In line with the CCSBT Management Procedure and as recommended by its scientists, the total allowable catch (TAC) for southern bluefin tuna was rolled over at 17 341 tonnes to 2017 and increased by 3000 tonnes for the period 2018-2020. For the EU the decision entails a slight increase of its by-catch quota from 10 to 11 tonnes. The EU also welcomes the fact that the allocations for developing coastal countries were increased to account for their legitimate fishing aspirations.
Progress was also achieved in the fight against IUU fishing through the revision of the IUU listing procedure. In addition, a Resolution prohibiting the use of large-scale driftnets in high seas will further help to increase the sustainability of Southern Bluefin tuna fisheries.
Unfortunately, a proposal for seabird mitigation measures once again did not find consensus. However, the CCSBT's Scientific Committee was tasked to examine further ecosystem aspects of the southern bluefin tuna fisheries, notably regarding seabirds.
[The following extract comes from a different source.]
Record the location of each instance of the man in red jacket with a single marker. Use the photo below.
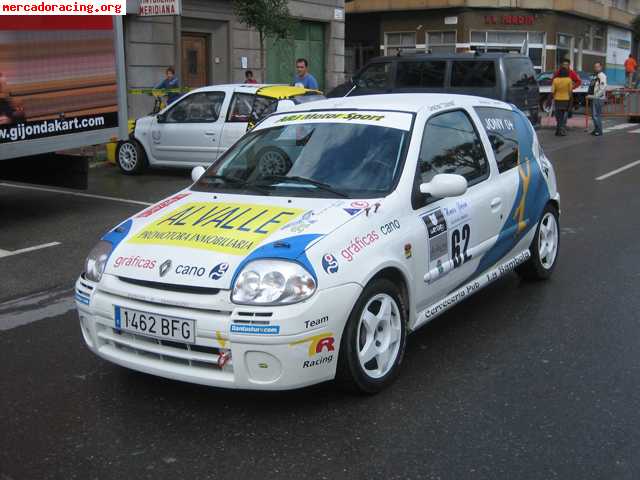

The meeting also saw the adoption of decisions on data management, compliance, financial management and scientific measures, contributing to the sound management of the southern bluefin tuna stock.
Background: The Commission for the Conservation of Southern Bluefin Tuna (CCSBT) is an intergovernmental organisation responsible for the management of southern bluefin tuna throughout its distribution. The CCSBT's objective is to ensure, through appropriate management, the conservation and optimum utilisation of southern bluefin tuna. Members of the Extended Commission comprise: Australia, the European Union, the Fishing Entity of Taiwan, Indonesia, Japan, Republic of Korea, New Zealand and South Africa. The Philippines are a Cooperating Non-Member.